Am Beispiel Christi maßzunehmen, definierte der Gebietskirchenleiter in der Predigt als Dreh- und Angelpunkt des Christseins und stellte dies auch in Beziehung zum allgemein geringer werdenden Interesse am christlichen Glauben. "Wir können darüber klagen, wir können Strategien entwickeln – aber das Entscheidende ist doch, dass die Christenheit nicht mehr nach dem Evangelium lebt und ihre Kraft verloren hat." Man müsse das Christsein im tagtäglichen Leben praktizieren, da sei jeder gefordert. "Wir erleben in unserem Land, dass das Christentum mehr und mehr zurückgedrängt wird. Es tut uns doch weh, dass die Menschen so wenig nach Gott fragen, sich nicht mehr für Kirche interessieren. Das jammert mich."

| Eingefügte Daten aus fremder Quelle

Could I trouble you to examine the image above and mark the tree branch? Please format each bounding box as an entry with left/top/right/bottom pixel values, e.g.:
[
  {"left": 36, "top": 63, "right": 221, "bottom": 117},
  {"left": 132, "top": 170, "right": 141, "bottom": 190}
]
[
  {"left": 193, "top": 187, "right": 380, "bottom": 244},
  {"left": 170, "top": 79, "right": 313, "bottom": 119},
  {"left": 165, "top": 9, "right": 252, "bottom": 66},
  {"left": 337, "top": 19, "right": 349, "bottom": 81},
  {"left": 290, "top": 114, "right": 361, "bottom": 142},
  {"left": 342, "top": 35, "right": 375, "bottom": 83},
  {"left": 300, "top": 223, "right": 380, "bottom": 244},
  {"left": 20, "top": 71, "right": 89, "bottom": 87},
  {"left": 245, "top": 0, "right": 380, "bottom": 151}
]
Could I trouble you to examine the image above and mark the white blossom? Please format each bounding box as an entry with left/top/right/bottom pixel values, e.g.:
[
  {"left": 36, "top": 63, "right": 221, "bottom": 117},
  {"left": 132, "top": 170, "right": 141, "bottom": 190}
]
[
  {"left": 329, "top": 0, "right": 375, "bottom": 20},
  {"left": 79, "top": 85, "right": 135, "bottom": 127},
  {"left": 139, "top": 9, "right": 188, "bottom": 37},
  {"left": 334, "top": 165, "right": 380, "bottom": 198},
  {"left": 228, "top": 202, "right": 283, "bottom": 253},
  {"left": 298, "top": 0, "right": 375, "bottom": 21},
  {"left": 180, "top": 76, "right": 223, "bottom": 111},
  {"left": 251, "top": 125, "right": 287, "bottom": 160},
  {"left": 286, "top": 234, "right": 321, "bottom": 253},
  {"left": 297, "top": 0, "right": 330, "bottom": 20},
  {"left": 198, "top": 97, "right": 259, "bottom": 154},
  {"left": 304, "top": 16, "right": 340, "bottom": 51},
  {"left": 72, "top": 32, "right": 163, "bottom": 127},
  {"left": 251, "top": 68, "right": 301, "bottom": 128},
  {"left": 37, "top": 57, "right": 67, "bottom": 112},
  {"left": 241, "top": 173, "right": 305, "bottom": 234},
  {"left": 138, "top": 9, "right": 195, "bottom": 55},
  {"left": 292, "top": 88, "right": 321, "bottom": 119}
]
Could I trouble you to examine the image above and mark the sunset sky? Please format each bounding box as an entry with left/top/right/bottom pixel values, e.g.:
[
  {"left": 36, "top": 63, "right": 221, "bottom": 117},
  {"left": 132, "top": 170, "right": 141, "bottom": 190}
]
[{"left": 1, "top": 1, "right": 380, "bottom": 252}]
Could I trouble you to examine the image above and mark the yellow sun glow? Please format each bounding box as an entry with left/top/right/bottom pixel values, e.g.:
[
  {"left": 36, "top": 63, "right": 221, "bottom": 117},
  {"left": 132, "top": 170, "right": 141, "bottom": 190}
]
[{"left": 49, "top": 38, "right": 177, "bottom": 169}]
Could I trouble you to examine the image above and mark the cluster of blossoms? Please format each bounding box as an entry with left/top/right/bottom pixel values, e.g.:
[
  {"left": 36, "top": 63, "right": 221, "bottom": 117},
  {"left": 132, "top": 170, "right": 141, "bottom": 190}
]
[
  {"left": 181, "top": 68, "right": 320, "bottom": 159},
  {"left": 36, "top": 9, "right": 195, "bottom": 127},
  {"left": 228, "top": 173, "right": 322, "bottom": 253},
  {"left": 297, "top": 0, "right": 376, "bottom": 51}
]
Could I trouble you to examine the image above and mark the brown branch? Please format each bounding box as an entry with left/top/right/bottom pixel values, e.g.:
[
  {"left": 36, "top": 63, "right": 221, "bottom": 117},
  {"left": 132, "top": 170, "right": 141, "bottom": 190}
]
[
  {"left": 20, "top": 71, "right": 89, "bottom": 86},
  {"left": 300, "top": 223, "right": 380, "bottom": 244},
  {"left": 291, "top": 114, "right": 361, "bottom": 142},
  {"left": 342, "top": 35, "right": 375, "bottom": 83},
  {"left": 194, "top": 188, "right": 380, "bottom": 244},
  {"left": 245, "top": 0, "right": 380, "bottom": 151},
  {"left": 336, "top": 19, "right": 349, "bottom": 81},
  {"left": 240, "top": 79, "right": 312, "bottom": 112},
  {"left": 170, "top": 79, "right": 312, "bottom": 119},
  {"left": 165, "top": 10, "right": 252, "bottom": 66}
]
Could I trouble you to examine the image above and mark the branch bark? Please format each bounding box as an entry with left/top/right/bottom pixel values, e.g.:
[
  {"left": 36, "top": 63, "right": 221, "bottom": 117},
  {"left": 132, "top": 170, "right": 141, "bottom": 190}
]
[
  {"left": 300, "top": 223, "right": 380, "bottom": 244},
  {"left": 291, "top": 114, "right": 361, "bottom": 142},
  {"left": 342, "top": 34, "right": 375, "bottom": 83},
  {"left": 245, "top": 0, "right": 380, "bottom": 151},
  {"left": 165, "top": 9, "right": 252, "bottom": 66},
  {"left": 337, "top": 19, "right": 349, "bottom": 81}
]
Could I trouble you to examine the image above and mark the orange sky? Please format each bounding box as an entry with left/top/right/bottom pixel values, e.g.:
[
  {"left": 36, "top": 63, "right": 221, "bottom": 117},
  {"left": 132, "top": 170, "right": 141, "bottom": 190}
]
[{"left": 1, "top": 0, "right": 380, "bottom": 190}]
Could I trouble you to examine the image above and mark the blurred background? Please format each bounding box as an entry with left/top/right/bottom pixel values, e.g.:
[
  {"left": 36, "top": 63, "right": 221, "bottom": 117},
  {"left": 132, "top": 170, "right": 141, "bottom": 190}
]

Sowohl im Rahmen der Predigt als auch in seiner Mitteilung an die Gemeinden im Anschluss an den Gottesdienst, betonte er angesichts der rückläufigen Entwicklung, Gott könne wieder "Hunger nach seinem Wort" ins Land schicken, "aber er hat es die letzten Jahren leider nicht getan – ich weiß nicht, warum". Die Schlussfolgerung des Bezirksapostels: "Wir sind verpflichtet, unseren Verstand einzusetzen und dafür zu sorgen, dass unsere Kirche auch in Zukunft noch existiert. Wir müssen heute handeln, um der nächsten Generation eine lebendige Kirche übergeben zu können."